On Monday, 24 October 2005, at Milltown Park, the Jesuit Centre for Faith and Justice (CFJ) and Studies, the Irish Jesuit quarterly, hosted a public meeting featuring John Palmer, Political Director of the European Policy Centre, Brussels, and John Gormley TD, Green Party spokesperson on Foreign Affairs and Defence. Cathal MacCoille, broadcaster, chaired the meeting, which was attended by over 100 members of the public.
The debate focused on whether the European Union, as currently evolving, is a help or a hindrance to dealing with the challenges to social justice, cohesion and sustainability posed by globalisation. John Palmer argued that if the EU is to sustain its leadership role in creating a global system of peace, security and basic standards of social protection it will need more, not less, integration and the development of a common foreign and security policy. “For as long as the EU Member States pursue separate national agendas, there can be no effective challenge to de facto US hegemony”, he says. Mr. Palmer went on to assert that Europe’s social protections and labour standards are global assets, not global liabilities, and that European standards should become global standards.
According to John Gormley, if Europe is to become relevant again, it must focus on people’s real concerns. “The results of the French and Dutch referenda prove Tip O’Neill’s old adage that ‘all politics is local’. People are far less interested in Europe becoming a major global political and military power and more interested in their own livelihoods. Globalisation – which the European elite has embraced – means for many citizens the inevitable race to the bottom.” Furthermore, he questioned whether there is an appetite for European values in the rest of world and said that in his experience people outside Europe have a much less favourable view of the EU model than its supporters presume.
Both speakers held up Nordic models of government and social provision as examples for Ireland and other European countries to follow – these models showed that economic competition and social coherence can coexist. On a similar theme, Professor Brigid Laffan, UCD, speaking at a conference on ‘The Future of Europe – Uniting Vision, Values and Citizens?’ on 27 September 2005, compared the success of Nordic governments in delivering value for money in public services with the failure of Irish governments to do likewise.
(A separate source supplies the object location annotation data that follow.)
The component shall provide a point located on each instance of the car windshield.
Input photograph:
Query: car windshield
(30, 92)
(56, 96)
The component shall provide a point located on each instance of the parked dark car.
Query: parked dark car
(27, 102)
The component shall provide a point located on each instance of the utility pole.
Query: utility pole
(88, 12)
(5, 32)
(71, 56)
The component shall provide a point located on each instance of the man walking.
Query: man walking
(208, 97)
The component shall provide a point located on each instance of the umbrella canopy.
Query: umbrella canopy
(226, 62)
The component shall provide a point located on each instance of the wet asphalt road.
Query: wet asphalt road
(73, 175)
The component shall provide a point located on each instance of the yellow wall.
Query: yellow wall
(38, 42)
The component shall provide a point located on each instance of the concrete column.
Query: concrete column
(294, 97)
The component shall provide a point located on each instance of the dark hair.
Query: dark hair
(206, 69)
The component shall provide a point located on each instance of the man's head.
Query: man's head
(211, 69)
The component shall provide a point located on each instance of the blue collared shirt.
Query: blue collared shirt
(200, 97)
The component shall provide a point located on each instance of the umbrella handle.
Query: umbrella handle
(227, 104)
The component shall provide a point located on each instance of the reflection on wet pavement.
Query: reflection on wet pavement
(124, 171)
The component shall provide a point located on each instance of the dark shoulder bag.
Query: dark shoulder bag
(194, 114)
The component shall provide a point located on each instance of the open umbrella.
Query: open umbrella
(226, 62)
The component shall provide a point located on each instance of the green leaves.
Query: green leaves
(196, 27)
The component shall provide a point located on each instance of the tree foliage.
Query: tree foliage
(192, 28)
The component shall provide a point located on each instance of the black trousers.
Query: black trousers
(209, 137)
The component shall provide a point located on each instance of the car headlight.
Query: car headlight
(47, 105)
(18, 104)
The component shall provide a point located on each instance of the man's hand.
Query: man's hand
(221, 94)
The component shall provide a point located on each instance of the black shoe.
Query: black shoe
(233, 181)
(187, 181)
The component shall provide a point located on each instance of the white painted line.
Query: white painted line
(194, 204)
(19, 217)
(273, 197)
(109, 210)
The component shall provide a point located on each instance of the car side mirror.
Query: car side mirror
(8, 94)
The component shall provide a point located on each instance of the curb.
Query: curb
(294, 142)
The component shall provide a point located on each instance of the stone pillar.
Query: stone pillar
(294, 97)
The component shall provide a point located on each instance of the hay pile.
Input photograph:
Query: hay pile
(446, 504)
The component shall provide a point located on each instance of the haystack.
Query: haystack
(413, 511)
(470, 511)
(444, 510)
She argued that, while many Irish citizens might be prepared to pay higher taxes for improved services, few trust that the government would spend additional revenue wisely.
During the lively debate from the floor at the Milltown meeting, much scepticism was expressed about the present inter-governmental and European Commission plans for the future of Europe – in particular, regarding the currently stalled Constitution ratification process. A Polish diplomat said that it was essential for Europe to create a genuinely free internal market in goods and services to benefit all nations, particularly the new accession states, even in the face of concerns about job security in the older member states, including Ireland. John Palmer concurred, adding that the EU needs to provide security for workers not for jobs and this involves the provision of retraining and upskilling rather than protecting jobs in uncompetitive sectors.
Cathal MaCoille, in his closing comments, remarked that the old vision of Europe, based on Franco-German rapprochement was redundant: its primary goal had been achieved and there was no longer a danger of France and Germany going to war with each other. He urged that now is the time to create a new vision for Europe, not to linger with the old one.